Sep 10 05:22:09 L1 systemd[17202]: vfs.service: Executing: /bin/sleep 10
Sep 10 05:22:09 L1 systemd[1]: vfs.service: User lookup succeeded: uid=1000 gid=1000
Sep 10 05:22:09 L1 systemd[1]: Starting Rclone VFS Mount...
Sep 10 05:22:09 L1 systemd[1]: vfs.service: Changed dead -> start-pre
Sep 10 05:22:09 L1 systemd[1]: vfs.service: Forked /bin/sleep as 17202
Sep 10 05:22:09 L1 systemd[1]: vfs.service: About to execute: /bin/sleep 10
Sep 10 05:22:09 L1 systemd[1]: This usually indicates unclean termination of a previous run, or service implementation deficiencies.
Sep 10 05:22:09 L1 systemd[1]: vfs.service: Found left-over process 22069 (rclone) in control group while starting unit. Ignoring.
Sep 10 05:22:09 L1 systemd[1]: vfs.service: Enqueued job vfs.service/start as 207558
Sep 10 05:22:09 L1 systemd[1]: vfs.service: Installed new job vfs.service/start as 207558
Sep 10 05:22:09 L1 systemd[1]: vfs.service: Trying to enqueue job vfs.service/start/replace
Sep 10 05:22:04 L1 systemd[1]: Stopped Rclone VFS Mount.
Sep 10 05:22:04 L1 systemd[1]: vfs.service: Job vfs.service/stop finished, result=done
Sep 10 05:22:04 L1 systemd[1]: vfs.service: Failed to destroy cgroup /system.slice/vfs.service, ignoring: Device or resource busy
Sep 10 05:22:04 L1 systemd[1]: vfs.service: Changed stop -> dead
Sep 10 05:22:04 L1 systemd[1]: vfs.service: Got final SIGCHLD for state stop.
Sep 10 05:22:04 L1 systemd[1]: vfs.service: Control process exited, code=exited status=0
Sep 10 05:22:04 L1 systemd[1]: vfs.service: Child 17146 belongs to vfs.service.
Sep 10 05:22:04 L1 systemd[17146]: vfs.service: Executing: /bin/fusermount -uz /mnt/remote
Sep 10 05:22:04 L1 systemd[1]: vfs.service: User lookup succeeded: uid=1000 gid=1000
Sep 10 05:22:04 L1 systemd[1]: Stopping Rclone VFS Mount...
Sep 10 05:22:04 L1 systemd[1]: vfs.service: Changed running -> stop
Sep 10 05:22:04 L1 systemd[1]: vfs.service: Forked /bin/fusermount as 17146
Sep 10 05:22:04 L1 systemd[1]: vfs.service: About to execute: /bin/fusermount -uz /mnt/remote
Sep 10 05:22:04 L1 systemd[1]: vfs.service: Enqueued job vfs.service/stop as 207557
Sep 10 05:22:04 L1 systemd[1]: vfs.service: Installed new job vfs.service/stop as 207557
Sep 10 05:22:04 L1 systemd[1]: vfs.service: Trying to enqueue job vfs.service/stop/replace
Sep 10 05:19:14 L1 systemd[1]: vfs.service: Unknown serialization key: ref-gid

The issue is I have too many logs at this point, I probably should wipe everything and crash it again,

I think the lines just below that are your key as a person/process/something issues a stop on rclone.

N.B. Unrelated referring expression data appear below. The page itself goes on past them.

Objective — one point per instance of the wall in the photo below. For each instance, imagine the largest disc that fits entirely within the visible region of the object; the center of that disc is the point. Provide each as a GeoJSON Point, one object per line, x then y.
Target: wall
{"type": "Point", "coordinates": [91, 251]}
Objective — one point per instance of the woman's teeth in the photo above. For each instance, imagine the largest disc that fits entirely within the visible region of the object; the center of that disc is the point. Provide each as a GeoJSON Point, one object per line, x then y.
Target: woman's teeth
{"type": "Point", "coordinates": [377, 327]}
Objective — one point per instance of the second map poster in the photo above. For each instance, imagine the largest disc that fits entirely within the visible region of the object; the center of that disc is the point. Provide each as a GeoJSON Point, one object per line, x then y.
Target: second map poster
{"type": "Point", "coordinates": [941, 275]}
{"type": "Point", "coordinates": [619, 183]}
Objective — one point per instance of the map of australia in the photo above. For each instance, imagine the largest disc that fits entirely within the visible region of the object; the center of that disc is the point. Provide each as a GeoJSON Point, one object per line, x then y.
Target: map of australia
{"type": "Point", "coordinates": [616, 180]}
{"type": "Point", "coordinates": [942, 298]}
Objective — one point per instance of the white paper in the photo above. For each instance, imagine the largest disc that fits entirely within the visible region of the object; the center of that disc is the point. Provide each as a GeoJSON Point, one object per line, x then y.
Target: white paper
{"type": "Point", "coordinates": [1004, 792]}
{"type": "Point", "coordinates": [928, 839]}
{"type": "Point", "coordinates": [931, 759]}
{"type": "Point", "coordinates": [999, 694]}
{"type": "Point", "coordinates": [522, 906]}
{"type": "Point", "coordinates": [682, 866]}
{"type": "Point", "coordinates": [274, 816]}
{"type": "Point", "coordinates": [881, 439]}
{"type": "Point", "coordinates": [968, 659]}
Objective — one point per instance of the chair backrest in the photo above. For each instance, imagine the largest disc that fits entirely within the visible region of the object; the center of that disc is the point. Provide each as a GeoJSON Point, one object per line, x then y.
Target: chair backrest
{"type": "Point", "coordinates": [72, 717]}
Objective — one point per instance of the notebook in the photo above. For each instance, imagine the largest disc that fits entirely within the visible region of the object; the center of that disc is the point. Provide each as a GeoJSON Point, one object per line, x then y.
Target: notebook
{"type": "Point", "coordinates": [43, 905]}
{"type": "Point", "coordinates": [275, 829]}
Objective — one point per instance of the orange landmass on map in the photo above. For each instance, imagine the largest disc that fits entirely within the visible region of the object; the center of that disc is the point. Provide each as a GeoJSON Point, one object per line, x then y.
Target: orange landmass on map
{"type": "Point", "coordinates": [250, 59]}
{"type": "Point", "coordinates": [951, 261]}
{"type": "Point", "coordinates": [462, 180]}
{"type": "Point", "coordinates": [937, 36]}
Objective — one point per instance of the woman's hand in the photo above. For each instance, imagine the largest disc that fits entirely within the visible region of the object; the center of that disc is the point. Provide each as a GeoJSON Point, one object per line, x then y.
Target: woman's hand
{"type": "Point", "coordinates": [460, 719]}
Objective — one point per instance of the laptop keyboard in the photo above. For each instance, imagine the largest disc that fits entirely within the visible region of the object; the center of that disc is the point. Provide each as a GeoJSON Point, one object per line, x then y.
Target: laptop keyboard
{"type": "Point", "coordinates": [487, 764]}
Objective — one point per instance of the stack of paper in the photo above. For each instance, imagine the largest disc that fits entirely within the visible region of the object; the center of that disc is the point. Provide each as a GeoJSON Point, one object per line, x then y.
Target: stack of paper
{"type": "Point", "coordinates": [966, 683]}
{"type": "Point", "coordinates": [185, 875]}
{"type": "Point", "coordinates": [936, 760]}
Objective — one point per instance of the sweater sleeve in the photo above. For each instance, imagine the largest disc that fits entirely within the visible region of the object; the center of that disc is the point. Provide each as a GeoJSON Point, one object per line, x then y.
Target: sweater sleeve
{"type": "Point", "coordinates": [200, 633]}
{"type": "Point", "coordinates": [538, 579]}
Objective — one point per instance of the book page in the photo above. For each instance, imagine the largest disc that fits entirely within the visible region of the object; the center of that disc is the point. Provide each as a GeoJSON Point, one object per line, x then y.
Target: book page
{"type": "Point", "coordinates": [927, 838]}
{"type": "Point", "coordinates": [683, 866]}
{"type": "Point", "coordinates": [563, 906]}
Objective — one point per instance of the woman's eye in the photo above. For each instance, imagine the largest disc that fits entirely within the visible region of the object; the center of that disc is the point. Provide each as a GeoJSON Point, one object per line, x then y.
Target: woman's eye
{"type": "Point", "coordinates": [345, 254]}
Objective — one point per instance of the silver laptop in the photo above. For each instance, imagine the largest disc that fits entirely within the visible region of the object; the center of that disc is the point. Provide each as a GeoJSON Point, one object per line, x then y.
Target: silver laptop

Something 'stopped' it based on that log.

What's the current service file you are running with that service?

(Sorry, I pasted the wrong line in the first time and had to edit my post)

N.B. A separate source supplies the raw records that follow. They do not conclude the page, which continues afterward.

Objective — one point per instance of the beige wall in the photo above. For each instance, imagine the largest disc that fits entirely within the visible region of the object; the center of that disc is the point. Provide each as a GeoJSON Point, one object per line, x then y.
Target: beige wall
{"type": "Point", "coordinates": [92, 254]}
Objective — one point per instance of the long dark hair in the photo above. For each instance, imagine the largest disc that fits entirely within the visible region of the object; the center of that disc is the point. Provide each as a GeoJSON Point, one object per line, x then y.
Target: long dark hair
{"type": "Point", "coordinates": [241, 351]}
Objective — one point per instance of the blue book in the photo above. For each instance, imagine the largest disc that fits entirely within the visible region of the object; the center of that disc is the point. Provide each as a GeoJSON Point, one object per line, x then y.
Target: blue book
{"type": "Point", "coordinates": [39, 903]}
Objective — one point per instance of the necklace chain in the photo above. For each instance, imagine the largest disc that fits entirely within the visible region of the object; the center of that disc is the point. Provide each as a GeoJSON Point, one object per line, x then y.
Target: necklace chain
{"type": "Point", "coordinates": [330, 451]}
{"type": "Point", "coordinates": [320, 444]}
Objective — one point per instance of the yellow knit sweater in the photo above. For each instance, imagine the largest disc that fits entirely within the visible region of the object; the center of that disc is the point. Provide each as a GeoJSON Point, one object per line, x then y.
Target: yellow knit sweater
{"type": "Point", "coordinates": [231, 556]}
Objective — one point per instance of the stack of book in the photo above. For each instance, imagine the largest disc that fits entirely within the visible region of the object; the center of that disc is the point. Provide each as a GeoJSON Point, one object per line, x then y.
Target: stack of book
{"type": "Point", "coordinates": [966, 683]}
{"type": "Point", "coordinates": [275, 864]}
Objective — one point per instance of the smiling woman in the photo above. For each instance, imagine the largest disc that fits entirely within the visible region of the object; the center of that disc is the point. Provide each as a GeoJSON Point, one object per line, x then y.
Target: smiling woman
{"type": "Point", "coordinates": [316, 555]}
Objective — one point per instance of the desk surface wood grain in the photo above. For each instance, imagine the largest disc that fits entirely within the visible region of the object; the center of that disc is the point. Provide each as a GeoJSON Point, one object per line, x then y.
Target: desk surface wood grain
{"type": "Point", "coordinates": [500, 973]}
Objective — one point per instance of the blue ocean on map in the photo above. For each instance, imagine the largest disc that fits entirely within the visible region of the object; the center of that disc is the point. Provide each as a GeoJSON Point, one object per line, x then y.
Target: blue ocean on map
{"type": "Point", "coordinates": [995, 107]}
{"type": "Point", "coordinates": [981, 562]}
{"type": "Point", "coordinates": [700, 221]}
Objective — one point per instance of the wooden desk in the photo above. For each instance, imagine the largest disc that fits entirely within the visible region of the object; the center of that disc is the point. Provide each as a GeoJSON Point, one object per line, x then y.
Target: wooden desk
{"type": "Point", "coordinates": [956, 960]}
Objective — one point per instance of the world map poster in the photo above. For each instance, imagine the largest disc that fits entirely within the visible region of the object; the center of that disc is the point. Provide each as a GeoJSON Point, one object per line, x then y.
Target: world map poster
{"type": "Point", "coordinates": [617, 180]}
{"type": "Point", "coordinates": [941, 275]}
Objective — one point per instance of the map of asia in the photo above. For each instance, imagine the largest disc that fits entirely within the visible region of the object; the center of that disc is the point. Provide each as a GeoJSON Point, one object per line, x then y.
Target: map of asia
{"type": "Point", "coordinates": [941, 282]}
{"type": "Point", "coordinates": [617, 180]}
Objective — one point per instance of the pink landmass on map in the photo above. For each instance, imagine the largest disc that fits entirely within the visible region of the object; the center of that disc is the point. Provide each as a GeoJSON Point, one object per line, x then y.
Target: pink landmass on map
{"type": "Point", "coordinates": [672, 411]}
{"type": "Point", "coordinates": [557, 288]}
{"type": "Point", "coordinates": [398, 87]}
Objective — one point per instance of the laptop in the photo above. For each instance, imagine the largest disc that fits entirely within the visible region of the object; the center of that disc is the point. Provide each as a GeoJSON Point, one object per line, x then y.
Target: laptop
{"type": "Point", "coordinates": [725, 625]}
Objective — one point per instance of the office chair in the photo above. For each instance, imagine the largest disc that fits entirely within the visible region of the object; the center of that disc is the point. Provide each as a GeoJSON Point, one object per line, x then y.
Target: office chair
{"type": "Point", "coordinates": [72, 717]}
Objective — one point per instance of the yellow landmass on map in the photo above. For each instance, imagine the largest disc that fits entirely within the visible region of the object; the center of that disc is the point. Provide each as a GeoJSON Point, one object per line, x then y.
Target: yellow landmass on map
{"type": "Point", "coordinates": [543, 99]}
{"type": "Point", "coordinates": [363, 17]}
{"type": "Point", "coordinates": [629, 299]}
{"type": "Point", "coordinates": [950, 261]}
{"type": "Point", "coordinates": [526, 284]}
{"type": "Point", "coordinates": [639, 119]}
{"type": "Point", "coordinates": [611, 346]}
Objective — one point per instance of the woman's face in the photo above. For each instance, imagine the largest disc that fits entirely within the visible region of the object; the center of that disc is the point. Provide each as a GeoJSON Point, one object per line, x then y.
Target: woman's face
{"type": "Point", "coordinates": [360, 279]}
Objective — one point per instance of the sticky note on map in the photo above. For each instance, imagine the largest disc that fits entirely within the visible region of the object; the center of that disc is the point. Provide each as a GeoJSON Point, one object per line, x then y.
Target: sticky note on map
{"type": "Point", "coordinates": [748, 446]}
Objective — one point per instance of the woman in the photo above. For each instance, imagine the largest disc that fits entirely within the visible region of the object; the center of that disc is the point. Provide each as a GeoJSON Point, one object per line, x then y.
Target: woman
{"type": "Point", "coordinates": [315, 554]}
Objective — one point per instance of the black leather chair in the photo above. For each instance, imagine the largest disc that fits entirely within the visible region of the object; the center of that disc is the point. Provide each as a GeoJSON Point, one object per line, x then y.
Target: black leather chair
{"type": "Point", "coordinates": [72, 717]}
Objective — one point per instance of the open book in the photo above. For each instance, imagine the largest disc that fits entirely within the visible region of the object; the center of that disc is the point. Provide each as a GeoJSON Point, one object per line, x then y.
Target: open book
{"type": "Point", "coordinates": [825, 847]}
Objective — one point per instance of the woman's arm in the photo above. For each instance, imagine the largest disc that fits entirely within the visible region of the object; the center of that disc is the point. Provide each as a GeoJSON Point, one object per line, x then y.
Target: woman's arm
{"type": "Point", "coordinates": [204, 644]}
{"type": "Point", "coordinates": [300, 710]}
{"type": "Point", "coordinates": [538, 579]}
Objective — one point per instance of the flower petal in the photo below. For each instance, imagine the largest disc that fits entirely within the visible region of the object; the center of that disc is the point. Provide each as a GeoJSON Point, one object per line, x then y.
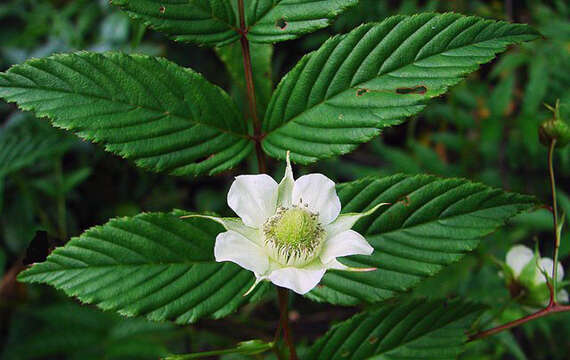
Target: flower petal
{"type": "Point", "coordinates": [346, 221]}
{"type": "Point", "coordinates": [346, 243]}
{"type": "Point", "coordinates": [518, 257]}
{"type": "Point", "coordinates": [253, 198]}
{"type": "Point", "coordinates": [286, 186]}
{"type": "Point", "coordinates": [231, 246]}
{"type": "Point", "coordinates": [318, 193]}
{"type": "Point", "coordinates": [300, 281]}
{"type": "Point", "coordinates": [546, 264]}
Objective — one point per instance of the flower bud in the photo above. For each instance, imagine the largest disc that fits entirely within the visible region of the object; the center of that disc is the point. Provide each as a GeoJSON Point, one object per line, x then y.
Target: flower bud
{"type": "Point", "coordinates": [554, 129]}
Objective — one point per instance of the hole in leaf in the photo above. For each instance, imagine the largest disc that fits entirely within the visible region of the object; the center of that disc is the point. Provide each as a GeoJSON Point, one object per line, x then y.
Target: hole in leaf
{"type": "Point", "coordinates": [281, 24]}
{"type": "Point", "coordinates": [420, 89]}
{"type": "Point", "coordinates": [204, 158]}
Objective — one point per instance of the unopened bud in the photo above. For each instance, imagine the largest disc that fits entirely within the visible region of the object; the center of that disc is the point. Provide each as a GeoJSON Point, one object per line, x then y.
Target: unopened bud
{"type": "Point", "coordinates": [554, 129]}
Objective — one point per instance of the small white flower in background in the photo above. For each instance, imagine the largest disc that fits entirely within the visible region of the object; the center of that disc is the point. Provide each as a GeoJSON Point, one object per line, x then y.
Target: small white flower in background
{"type": "Point", "coordinates": [527, 275]}
{"type": "Point", "coordinates": [288, 233]}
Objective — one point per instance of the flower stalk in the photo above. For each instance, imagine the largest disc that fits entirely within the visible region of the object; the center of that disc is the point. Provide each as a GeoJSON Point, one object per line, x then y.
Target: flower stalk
{"type": "Point", "coordinates": [262, 167]}
{"type": "Point", "coordinates": [553, 306]}
{"type": "Point", "coordinates": [555, 216]}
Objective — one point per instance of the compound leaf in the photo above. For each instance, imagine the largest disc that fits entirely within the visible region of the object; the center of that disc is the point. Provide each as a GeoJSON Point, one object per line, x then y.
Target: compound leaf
{"type": "Point", "coordinates": [412, 330]}
{"type": "Point", "coordinates": [216, 22]}
{"type": "Point", "coordinates": [153, 264]}
{"type": "Point", "coordinates": [280, 20]}
{"type": "Point", "coordinates": [164, 117]}
{"type": "Point", "coordinates": [431, 223]}
{"type": "Point", "coordinates": [356, 84]}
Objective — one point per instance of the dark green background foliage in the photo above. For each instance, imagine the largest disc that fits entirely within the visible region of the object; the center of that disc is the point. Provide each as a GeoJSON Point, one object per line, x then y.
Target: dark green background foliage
{"type": "Point", "coordinates": [484, 129]}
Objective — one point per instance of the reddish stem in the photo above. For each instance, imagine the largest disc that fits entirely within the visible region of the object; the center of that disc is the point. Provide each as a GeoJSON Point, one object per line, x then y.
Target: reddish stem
{"type": "Point", "coordinates": [251, 89]}
{"type": "Point", "coordinates": [550, 309]}
{"type": "Point", "coordinates": [283, 295]}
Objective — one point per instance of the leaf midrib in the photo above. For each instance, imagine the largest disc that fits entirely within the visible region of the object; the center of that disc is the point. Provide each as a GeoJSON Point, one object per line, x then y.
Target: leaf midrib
{"type": "Point", "coordinates": [71, 268]}
{"type": "Point", "coordinates": [244, 136]}
{"type": "Point", "coordinates": [293, 119]}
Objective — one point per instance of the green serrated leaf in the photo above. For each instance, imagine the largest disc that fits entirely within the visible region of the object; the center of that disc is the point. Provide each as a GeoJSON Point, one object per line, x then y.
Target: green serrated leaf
{"type": "Point", "coordinates": [154, 265]}
{"type": "Point", "coordinates": [20, 148]}
{"type": "Point", "coordinates": [164, 117]}
{"type": "Point", "coordinates": [216, 22]}
{"type": "Point", "coordinates": [412, 330]}
{"type": "Point", "coordinates": [280, 20]}
{"type": "Point", "coordinates": [356, 84]}
{"type": "Point", "coordinates": [432, 223]}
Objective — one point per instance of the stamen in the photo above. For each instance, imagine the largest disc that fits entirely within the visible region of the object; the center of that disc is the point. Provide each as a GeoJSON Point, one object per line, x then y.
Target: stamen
{"type": "Point", "coordinates": [294, 235]}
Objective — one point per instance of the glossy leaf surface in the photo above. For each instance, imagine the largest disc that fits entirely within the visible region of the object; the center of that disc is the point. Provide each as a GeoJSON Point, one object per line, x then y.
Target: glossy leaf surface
{"type": "Point", "coordinates": [412, 330]}
{"type": "Point", "coordinates": [431, 223]}
{"type": "Point", "coordinates": [374, 77]}
{"type": "Point", "coordinates": [163, 117]}
{"type": "Point", "coordinates": [154, 265]}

It could be me stopping / starting it after it crashed? Hard to know...

[Unit]
Description=Rclone VFS Mount
After=network-online.target

[Service]
User=user
Group=user
Type=notify
ExecStartPre=/bin/sleep 10
ExecStart=/usr/bin/rclone mount
--user-agent='Mozilla/5.0 (Windows NT 10.0; Win64; x64) AppleWebKit/537.36 (KHTML, like Gecko) Chrome/74.0.3729.131 Safari/537.36'
--config=/home/user/.config/rclone/rclone.conf
--allow-other
--rc
--rc-addr=localhost:5572
--drive-skip-gdocs
--vfs-read-chunk-size=10M
--vfs-read-chunk-size-limit=0
--buffer-size=20M
--poll-interval=1m
--no-modtime
--dir-cache-time=24h
--timeout=10m
--drive-chunk-size=64M
--umask=002
--log-level DEBUG
--log-file /opt/rclone/logs/rclone.log
1: /mnt/remote
ExecStop=/bin/fusermount -uz /mnt/remote
KillMode=none
RestartSec=5

[Install]
WantedBy=default.target

If you can timestamp when you are starting it, that might be helpful as well.

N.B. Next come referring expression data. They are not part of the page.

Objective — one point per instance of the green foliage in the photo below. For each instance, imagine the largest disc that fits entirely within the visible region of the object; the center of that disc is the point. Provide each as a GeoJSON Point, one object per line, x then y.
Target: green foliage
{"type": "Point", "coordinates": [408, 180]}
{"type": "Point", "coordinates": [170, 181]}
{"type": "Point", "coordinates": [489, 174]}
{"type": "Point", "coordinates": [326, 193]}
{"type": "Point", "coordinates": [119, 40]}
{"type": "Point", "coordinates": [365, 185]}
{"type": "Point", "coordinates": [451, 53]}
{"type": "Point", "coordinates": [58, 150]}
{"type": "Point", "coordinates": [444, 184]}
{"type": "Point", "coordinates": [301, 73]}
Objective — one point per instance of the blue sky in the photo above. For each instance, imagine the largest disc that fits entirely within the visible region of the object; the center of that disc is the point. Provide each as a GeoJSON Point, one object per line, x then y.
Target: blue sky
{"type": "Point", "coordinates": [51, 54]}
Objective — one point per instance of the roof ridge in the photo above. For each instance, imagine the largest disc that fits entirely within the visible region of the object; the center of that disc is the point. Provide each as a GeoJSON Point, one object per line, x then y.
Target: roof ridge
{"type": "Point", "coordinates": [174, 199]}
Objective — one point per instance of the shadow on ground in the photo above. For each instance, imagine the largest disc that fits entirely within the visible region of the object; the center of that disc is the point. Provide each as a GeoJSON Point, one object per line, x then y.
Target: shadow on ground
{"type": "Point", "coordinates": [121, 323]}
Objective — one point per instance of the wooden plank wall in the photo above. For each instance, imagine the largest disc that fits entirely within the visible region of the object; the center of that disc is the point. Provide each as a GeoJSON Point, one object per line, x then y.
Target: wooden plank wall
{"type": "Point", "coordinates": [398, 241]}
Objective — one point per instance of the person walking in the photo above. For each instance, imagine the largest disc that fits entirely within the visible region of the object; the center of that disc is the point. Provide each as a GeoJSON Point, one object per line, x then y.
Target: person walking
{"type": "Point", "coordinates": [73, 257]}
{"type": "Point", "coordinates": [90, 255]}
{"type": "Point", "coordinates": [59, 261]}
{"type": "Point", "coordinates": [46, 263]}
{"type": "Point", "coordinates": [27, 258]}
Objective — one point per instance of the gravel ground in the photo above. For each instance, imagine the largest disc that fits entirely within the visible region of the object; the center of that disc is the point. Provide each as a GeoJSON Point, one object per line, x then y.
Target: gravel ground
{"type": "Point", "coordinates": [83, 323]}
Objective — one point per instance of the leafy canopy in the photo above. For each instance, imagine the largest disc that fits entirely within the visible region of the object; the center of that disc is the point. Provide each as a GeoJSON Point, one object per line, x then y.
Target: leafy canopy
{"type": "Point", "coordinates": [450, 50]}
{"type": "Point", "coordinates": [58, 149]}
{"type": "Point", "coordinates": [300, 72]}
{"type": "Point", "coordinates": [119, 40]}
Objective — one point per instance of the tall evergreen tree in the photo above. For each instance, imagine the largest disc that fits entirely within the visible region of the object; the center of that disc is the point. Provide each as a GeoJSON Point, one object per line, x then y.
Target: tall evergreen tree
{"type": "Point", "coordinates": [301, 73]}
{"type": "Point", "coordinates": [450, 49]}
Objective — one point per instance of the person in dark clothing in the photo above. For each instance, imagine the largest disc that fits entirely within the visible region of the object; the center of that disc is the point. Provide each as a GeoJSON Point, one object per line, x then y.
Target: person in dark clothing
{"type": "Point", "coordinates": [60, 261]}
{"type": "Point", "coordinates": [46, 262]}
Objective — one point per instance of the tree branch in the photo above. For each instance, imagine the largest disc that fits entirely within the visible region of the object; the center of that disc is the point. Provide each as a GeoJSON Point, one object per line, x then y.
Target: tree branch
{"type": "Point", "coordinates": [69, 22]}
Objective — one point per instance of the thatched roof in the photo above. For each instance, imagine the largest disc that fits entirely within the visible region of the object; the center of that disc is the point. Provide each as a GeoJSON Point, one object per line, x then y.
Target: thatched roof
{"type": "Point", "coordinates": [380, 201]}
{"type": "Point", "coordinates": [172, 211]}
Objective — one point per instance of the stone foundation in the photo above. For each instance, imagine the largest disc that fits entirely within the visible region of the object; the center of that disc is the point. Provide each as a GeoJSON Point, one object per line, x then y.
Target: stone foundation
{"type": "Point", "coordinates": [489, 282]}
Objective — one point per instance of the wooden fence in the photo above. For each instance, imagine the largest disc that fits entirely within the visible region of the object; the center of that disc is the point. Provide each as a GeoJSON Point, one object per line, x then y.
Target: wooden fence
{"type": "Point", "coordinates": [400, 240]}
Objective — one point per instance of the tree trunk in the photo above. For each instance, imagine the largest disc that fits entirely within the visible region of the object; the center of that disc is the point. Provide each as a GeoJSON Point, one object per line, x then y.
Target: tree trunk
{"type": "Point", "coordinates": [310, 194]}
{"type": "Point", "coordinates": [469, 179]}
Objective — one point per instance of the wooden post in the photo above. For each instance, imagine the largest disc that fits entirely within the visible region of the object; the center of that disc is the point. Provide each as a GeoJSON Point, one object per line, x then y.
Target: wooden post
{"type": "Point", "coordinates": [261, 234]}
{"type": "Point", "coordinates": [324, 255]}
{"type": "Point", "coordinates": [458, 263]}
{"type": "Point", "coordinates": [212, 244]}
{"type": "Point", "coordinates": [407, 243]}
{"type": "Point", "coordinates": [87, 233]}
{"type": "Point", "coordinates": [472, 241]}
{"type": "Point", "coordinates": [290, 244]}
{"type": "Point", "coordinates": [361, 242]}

The only thing that I've seen that causes a systemd to stop otherwise would be a require.

Like I do a requires so my torrent stuff stops if my mount goes away:

Requires=gmedia.service
After=network-online.target gmedia.service

But you don't have that in your service file so nothing should stop it.

It is indeed a mystery...

I cleaned my logs with:

journalctl --rotate
journalctl --vacuum-time=1s

In about 12 hours I can try to crash the mount again, with empty logs, it will easier to find whats happening

I feel like if we find the end of this tunnel, we should play the lottery.